PTSD
The health of refugees from conflict regions is heavily influenced by both premigration traumatic events and the inevitable stressors that occur during and after migration, including resettlement. Post-traumatic stress disorder (PTSD) is common and can cause an array of psychological, physical, functional, and social features. As therapies have traditionally focused on psychological symptoms, it has been suggested that there is a need for new treatments to help tackle the physical symptoms, which include hyperarousal, chronic muscle contraction, and problematic body postures.
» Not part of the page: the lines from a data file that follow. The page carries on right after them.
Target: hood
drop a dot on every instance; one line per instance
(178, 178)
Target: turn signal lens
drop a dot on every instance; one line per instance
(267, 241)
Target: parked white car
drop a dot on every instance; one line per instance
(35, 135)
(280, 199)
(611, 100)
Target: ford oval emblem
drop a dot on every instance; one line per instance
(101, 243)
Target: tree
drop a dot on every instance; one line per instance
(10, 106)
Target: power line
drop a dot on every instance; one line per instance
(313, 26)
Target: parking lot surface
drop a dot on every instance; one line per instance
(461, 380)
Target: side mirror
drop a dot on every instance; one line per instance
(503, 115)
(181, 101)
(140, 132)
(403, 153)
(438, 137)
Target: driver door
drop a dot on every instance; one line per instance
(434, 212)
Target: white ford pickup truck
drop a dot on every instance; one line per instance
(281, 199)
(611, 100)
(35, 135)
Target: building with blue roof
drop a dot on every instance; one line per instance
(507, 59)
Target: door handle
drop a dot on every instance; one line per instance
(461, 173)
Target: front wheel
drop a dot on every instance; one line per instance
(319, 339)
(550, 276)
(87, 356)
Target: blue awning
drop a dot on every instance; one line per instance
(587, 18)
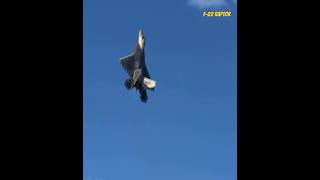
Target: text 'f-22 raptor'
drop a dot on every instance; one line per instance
(136, 68)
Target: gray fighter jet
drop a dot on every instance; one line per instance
(135, 66)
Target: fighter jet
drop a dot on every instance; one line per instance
(134, 65)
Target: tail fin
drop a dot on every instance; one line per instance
(128, 83)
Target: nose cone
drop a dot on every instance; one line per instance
(141, 33)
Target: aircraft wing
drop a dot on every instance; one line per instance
(127, 63)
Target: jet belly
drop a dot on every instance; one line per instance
(148, 83)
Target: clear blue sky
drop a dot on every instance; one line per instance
(187, 130)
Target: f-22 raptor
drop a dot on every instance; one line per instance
(135, 66)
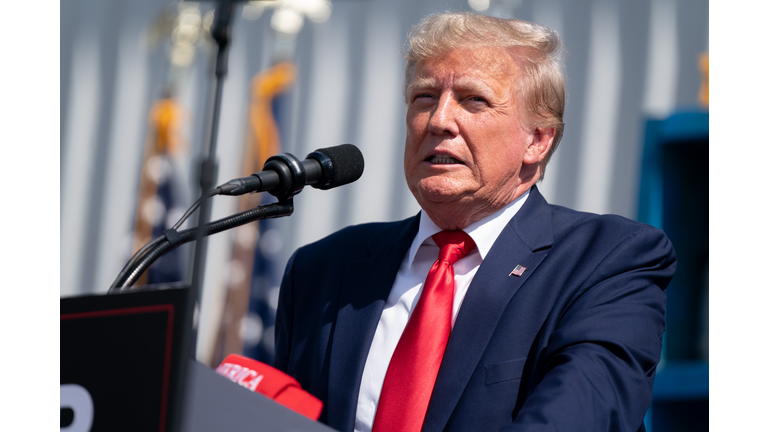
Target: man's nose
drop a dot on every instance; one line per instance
(443, 117)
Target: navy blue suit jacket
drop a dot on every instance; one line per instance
(570, 345)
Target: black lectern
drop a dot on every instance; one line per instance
(122, 369)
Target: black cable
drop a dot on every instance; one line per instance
(162, 245)
(184, 217)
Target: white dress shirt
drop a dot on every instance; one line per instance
(407, 289)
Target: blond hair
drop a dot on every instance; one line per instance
(537, 50)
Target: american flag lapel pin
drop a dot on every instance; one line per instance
(518, 271)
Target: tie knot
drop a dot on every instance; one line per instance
(454, 245)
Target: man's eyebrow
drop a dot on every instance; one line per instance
(423, 82)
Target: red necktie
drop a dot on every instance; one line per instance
(413, 369)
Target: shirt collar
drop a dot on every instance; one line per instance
(483, 232)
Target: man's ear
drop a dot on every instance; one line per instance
(539, 144)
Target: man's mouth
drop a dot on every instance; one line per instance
(442, 159)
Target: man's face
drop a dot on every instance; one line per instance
(465, 143)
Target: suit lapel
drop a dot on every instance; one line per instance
(366, 286)
(524, 241)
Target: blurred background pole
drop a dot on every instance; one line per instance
(209, 166)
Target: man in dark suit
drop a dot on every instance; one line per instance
(555, 317)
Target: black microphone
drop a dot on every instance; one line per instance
(284, 175)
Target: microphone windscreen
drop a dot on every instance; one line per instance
(273, 383)
(348, 164)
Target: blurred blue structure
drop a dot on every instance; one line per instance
(674, 196)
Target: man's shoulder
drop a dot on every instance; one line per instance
(570, 219)
(605, 230)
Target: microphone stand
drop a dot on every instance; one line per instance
(220, 32)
Since 2013, the University of Vienna has been developing a sport and exercise therapy for war and torture survivors, designed specifically as an adjunct to conventional psychotherapy for PTSD. The intervention, which lasts for 3 months and includes an individualised option of modified sports, games, exercises, and dances, was the topic of a recent study.1 The paper found that the focus on bodily movements led to improvements in body awareness and coping behaviours, while the focus on playing improved performance, presence, and mastery experiences.
Piles
Nobody knows exactly how common piles really are, but it’s safe to say it’s one of the commonest conditions detected in adults, and a common presentation in primary care. Although few individuals experience major complications such as strangulation or haemorrhage, minor local symptoms such as pain and itching are common, and often prove difficult to treat. A recent review article from the US highlights that current opinion is moving away from operative treatment and towards a greater focus on conservative management.2 Increased straining, prolonged time while defaecating, and increased stool frequency have all been shown to be associated with disease progression. The paper recommends, therefore, that the advice should be to aim to limit the time spent defaecating to no more than 3–5 minutes once a day, with no straining, and with sufficient fibre and fluid intake to facilitate and support bowel regularity. Easier said, perhaps?
Pharma visits
Where have all the drug reps gone? I’m ashamed to say that, as a medical student, I naïvely scoffed many a free lunch but, in the decade since I graduated, reps have slowly disappeared from hospitals and practices, and are now seen so rarely that you wonder what they’re doing with their time instead. Plotting something sinister, perhaps? It’s easy to forget, though, that this isn’t the case for everyone in the world, as demonstrated by a recent Norwegian primary care study.3 The study used an electronic survey, which was sent to fifth-year medical students on their primary care rotations, and was a follow-up to a similar survey done in 2001. Although the proportion of visits that included free samples and free gifts was less than in 2001, the quality of information was actually worse, with infrequent discussion about patient safety and prescribing issues. The authors dejectedly conclude that little has changed in 15 years and suggest that there is still much room for improvement.
Parkrun
Starting in a single location in 2004 in the UK, parkrun events have rapidly grown in number and now take place in nearly 1000 locations around the world. These free, timed 5 km runs (distinct from ‘races’) take place every Saturday morning in public parks and are open to individuals of all ages and abilities. I spend my Saturdays seeing patients in an NHS walk-in centre so am yet to join one, but have heard lots of positive stories from family and friends, often through social media. A recent UK study involved interviews with a geographically diverse sample of previously inactive parkrun participants.4 It found that parkrun enables newly active participants to negotiate discourses of embodied risk to reconcile the otherwise paradoxical experience of being an ‘unfit-runner’. Clearly, the sense of being ‘all in this together’ is a powerful antidote to the otherwise individualising effects of health responsibilisation.